Vor dem Ersten Weltkrieg war die Welt der Uhren und der Uhrmacher noch in Ordnung. Die in der zweiten Hälfte des 19. Jahrhunderts beginnende Industrialisierung hat den Bedarf für Zeitmessgeräte angekurbelt. Der Wecker gehörte in jeden Haushalt. Die Taschenuhr war die „Uhr am Mann“.
Der Erste Weltkrieg und die wirtschaftlichen Verwerfungen nach dem Krieg mit einer Welle des Protektionismus haben diese Welt verändert. Zeitgenössische Statistiken zeigen das.
So hat ein Ausschuss zur Untersuchung der Erzeugungs- und Absatzbedingungen der Deutschen Wirtschaft sich mit einer Enquete-Kommission ausgiebig mit der Deutschen Uhrenindustrie der Nachkriegszeit beschäftigt. Die Enquete hat dabei auch die Situation am Weltmarkt analysiert und diese in mehreren der insgesamt 137 statistischen Tabellen aufgezeigt:
Die junge Sowjetunion spielte in den 1920er Jahren bei den Produktionsländern von Uhren noch keine Rolle. Und die Statistiken über die Einfuhren von Uhren zeigen den dringenden Bedarf der UdSSR, eine eigene Uhrenindustrie aufzubauen.
USA
Die amerikanische Uhrenindustrie bestand seit ihrer ersten Blütezeit um 1865 aus einer größeren Anzahl von Firmen mit wechselvoller Firmengeschichte (siehe dazu: Kapitel: “КИРОВКА“, Exkurs: Dueber Hampden).
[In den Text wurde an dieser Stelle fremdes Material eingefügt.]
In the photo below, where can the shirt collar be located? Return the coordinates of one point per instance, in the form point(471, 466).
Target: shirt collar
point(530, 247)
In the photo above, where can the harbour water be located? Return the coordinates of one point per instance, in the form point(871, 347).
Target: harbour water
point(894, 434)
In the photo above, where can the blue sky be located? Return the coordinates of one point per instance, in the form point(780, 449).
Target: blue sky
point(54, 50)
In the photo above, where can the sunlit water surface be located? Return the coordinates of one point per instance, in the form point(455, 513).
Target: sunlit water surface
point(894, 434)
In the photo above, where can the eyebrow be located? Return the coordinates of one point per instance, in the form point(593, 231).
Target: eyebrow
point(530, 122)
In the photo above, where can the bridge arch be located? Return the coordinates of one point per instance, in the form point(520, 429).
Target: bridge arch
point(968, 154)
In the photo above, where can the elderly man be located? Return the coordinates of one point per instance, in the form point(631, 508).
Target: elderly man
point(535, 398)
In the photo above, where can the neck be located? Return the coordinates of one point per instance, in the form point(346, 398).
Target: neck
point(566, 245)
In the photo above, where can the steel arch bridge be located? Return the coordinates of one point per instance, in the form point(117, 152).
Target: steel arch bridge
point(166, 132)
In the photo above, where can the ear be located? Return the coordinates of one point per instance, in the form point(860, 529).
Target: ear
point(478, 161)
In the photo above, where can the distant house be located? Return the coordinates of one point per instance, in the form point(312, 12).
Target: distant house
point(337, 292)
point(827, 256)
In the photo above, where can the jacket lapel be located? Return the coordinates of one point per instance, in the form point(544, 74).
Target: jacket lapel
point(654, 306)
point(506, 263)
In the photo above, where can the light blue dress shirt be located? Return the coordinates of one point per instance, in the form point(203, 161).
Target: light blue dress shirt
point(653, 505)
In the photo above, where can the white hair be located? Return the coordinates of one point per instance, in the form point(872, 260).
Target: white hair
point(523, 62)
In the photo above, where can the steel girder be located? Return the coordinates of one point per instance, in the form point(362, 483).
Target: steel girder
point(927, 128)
Nur sieben Firmen haben die schwierigen 1920er Jahre und die Große Depression überlebt.
Bei den hochwertigen Uhren waren es: Elgin, Waltham und Hamilton
Bei den Dollar-Uhren: New Haven Clock, Waterbury Clock, Westclock und E. Ingraham Clock. (Harrold: American Watchmaking)
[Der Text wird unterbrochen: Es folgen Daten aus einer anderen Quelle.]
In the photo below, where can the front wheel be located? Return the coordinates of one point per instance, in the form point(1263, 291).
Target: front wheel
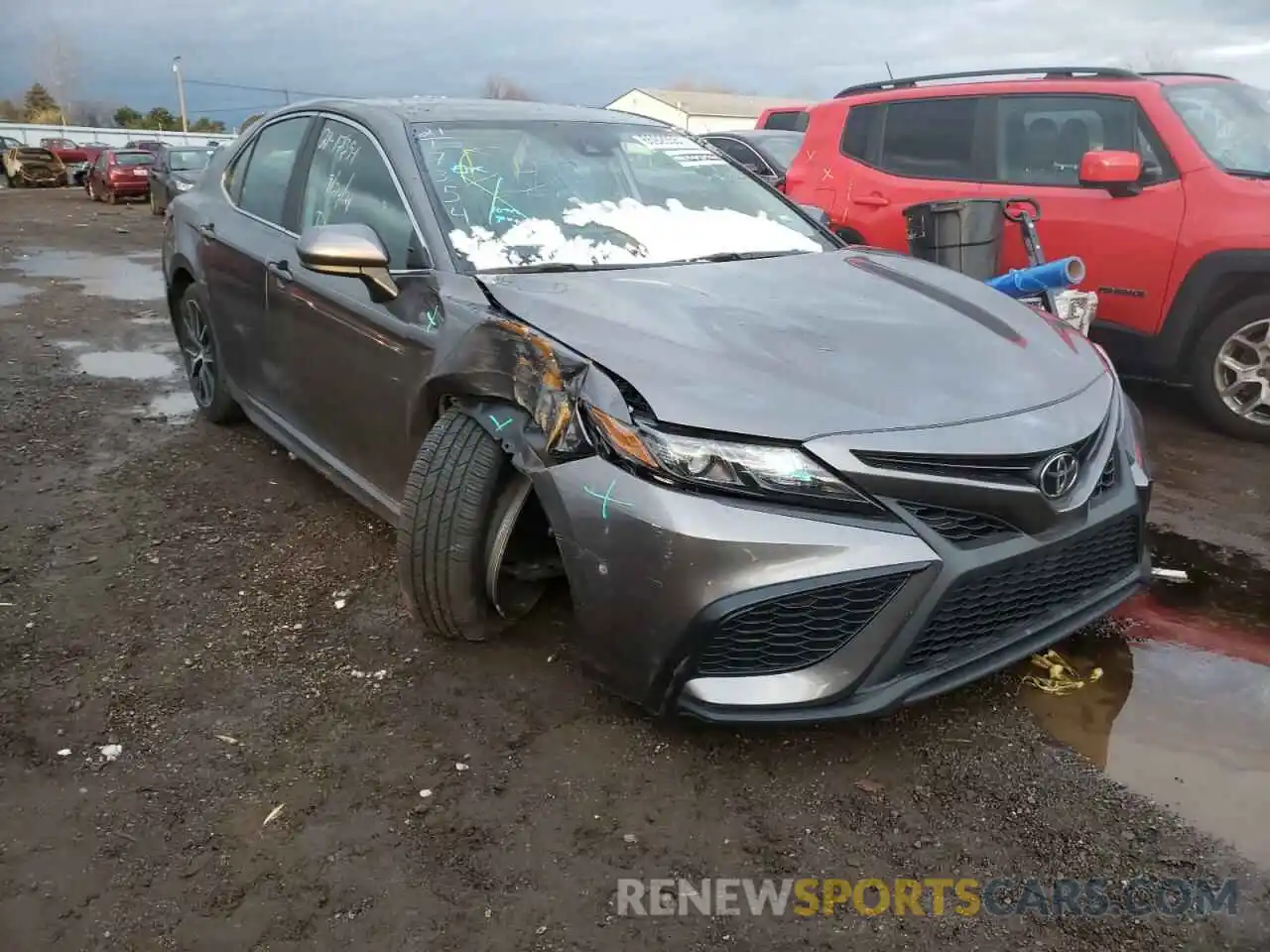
point(1230, 370)
point(200, 356)
point(462, 502)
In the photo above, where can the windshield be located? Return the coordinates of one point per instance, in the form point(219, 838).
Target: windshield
point(189, 159)
point(783, 149)
point(1230, 121)
point(597, 193)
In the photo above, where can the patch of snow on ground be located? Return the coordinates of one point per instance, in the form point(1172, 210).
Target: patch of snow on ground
point(668, 232)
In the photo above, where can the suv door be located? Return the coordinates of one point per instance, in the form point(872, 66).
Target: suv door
point(234, 249)
point(905, 153)
point(1127, 244)
point(357, 361)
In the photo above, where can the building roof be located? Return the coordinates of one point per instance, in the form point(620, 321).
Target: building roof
point(694, 103)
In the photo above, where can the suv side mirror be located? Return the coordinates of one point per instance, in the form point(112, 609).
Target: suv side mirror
point(1118, 172)
point(352, 250)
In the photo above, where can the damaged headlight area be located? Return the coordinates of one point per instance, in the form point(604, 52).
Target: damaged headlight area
point(726, 466)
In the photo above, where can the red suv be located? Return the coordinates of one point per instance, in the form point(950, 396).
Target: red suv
point(1160, 181)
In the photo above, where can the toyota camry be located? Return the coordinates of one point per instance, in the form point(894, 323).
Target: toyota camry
point(781, 477)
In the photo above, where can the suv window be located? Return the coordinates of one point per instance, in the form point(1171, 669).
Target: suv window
point(349, 182)
point(930, 139)
point(268, 169)
point(1040, 140)
point(790, 119)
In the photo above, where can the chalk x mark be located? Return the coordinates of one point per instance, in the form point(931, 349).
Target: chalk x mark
point(606, 498)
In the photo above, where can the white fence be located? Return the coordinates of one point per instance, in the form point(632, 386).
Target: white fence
point(30, 134)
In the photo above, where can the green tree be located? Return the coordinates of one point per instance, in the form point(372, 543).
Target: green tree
point(203, 125)
point(127, 118)
point(39, 104)
point(160, 118)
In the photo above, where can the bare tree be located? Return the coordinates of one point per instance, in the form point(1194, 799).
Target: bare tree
point(59, 62)
point(503, 87)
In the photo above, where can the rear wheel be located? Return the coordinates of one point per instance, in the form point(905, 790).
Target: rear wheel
point(460, 540)
point(1230, 370)
point(200, 356)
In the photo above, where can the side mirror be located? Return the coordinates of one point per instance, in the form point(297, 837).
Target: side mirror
point(816, 213)
point(352, 250)
point(1118, 172)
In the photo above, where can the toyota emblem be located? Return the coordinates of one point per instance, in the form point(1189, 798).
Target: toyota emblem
point(1058, 474)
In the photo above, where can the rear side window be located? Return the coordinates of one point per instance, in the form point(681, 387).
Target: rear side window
point(789, 119)
point(931, 139)
point(860, 135)
point(268, 169)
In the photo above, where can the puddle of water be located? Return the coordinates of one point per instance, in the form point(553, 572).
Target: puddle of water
point(119, 277)
point(13, 294)
point(177, 408)
point(1183, 710)
point(127, 365)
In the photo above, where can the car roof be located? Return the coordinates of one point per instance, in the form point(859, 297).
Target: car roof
point(445, 109)
point(756, 136)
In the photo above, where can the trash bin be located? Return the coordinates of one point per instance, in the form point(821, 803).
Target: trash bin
point(964, 235)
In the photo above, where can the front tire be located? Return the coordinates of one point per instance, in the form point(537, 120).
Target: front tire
point(449, 499)
point(200, 356)
point(1230, 370)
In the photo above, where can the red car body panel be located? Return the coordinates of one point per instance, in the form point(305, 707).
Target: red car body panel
point(1138, 250)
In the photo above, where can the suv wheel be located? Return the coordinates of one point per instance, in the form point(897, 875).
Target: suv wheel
point(1230, 370)
point(457, 547)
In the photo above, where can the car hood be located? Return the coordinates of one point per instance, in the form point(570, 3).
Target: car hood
point(811, 344)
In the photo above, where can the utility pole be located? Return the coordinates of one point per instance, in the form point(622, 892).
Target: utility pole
point(181, 94)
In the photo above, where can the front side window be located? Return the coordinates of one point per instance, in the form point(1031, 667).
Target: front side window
point(349, 182)
point(1040, 140)
point(268, 169)
point(1230, 122)
point(536, 193)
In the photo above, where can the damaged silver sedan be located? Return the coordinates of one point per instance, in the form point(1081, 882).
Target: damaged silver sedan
point(783, 479)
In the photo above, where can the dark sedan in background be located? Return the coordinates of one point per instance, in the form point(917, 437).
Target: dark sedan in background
point(765, 153)
point(783, 479)
point(177, 169)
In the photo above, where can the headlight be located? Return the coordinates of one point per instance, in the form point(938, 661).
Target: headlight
point(725, 466)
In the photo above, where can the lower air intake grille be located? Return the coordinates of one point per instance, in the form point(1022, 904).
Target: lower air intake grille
point(959, 526)
point(1005, 601)
point(794, 631)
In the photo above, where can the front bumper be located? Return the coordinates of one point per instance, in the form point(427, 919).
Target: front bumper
point(733, 611)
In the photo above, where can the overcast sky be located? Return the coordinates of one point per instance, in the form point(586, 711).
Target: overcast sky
point(588, 53)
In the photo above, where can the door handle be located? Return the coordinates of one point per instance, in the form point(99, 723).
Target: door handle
point(280, 271)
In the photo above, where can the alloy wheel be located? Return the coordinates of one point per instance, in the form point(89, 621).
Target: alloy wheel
point(1241, 372)
point(198, 353)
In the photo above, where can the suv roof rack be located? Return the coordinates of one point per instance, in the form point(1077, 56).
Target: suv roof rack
point(1188, 72)
point(1044, 72)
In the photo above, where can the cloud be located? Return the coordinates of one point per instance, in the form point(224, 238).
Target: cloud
point(592, 53)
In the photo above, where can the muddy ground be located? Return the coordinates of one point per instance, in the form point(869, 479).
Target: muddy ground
point(171, 588)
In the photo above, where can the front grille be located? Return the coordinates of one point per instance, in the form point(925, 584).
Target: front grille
point(960, 526)
point(1110, 474)
point(1003, 601)
point(794, 631)
point(984, 468)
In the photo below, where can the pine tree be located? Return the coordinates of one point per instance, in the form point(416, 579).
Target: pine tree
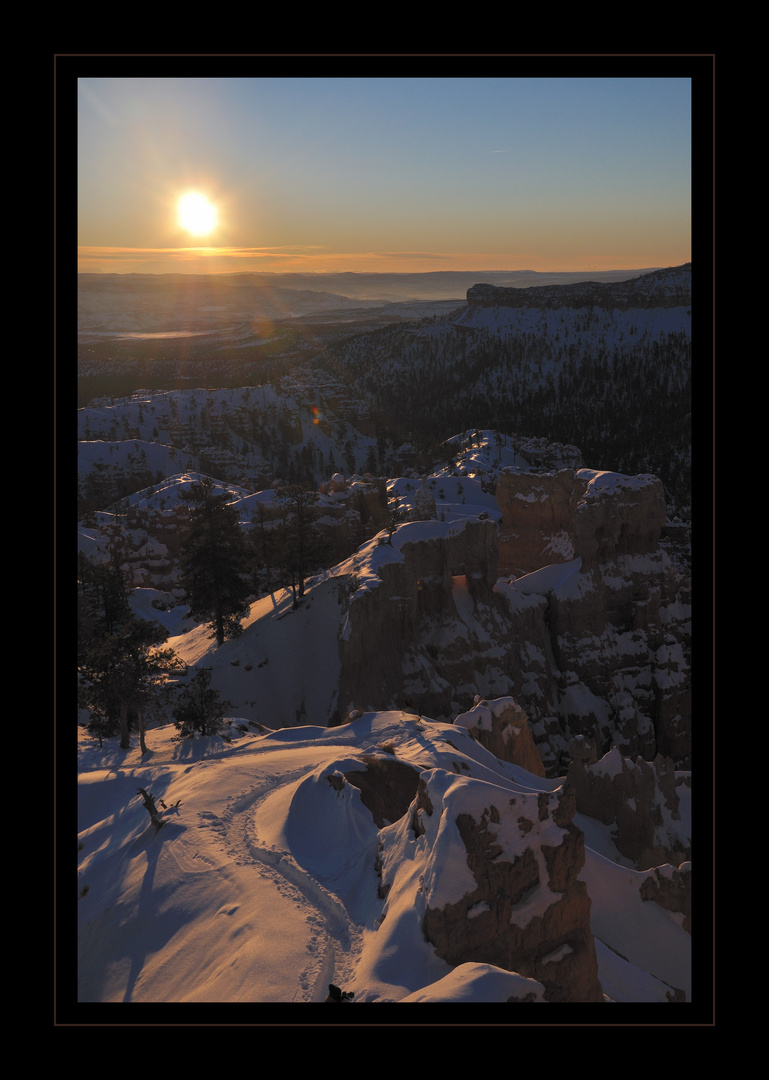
point(214, 564)
point(301, 547)
point(200, 709)
point(120, 671)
In den USA stieg die Quantität der Uhren-Produktion von ihren Anfängen im Jahr 1860 bis 1930, als die Sowjetunion in die industrielle Uhrenproduktion einstieg, exponentiell:
Conventional Jeweled Watches | Inexpensive Jeweled Watches | Dollar Watches | |
1880 | 2,8 | n.a. | 0,1 |
1900 | 22 | 2,9 | 18,5 |
1930 | 79,2 | 7,2 | 186 |
(Harrold: American Watchmaking, Zahlen in Millionen Stück)
Am amerikanischen Uhrenmarkt sind in den ersten 30 Jahren des vergangenen Jahrhunderts drei Trends erkennbar:
- die Größe der Taschenuhren wurde handlicher. Die 18-Size Uhren aus den Anfängen wurden zunehmend durch kleinere Größen abgelöst. Zum Ende des WW I hatte die 16-Size ihren Höhepunkt bereits überschritten. Und 1920 gab es von der 12-Size mehr Uhren als von allen anderen Größen zusammen.
- Armbanduhren, die etwa um 1900 auf den Markt kamen, erhielten durch den Krieg einen rasanten Aufstieg und 1930 beherrschten sie mit mehr als 90 Prozent aller verkauften Uhren den Markt.
- Unter den Taschen- und Armbanduhren wiesen die “Dollar-Uhren” die mit Abstand größten Verkaufszahlen auf.
Im Unterschied zur Schweiz und zu Deutschland verfügten die USA über einen großen Binnenmarkt und der größte Anteil der in Amerika hergestellten Uhren wurde auch in Amerika verkauft.
Namhafte Uhrenfabriken in den USA haben den Trend der Zeit nicht erkannt und sind in den Turbulenzen nach dem Ersten Weltkrieg in wirtschaftliche Schwierigkeiten geraten. Einige mussten Konkurs anmelden.
Dazu zählten auch Dueber-Hampden und Ansonia.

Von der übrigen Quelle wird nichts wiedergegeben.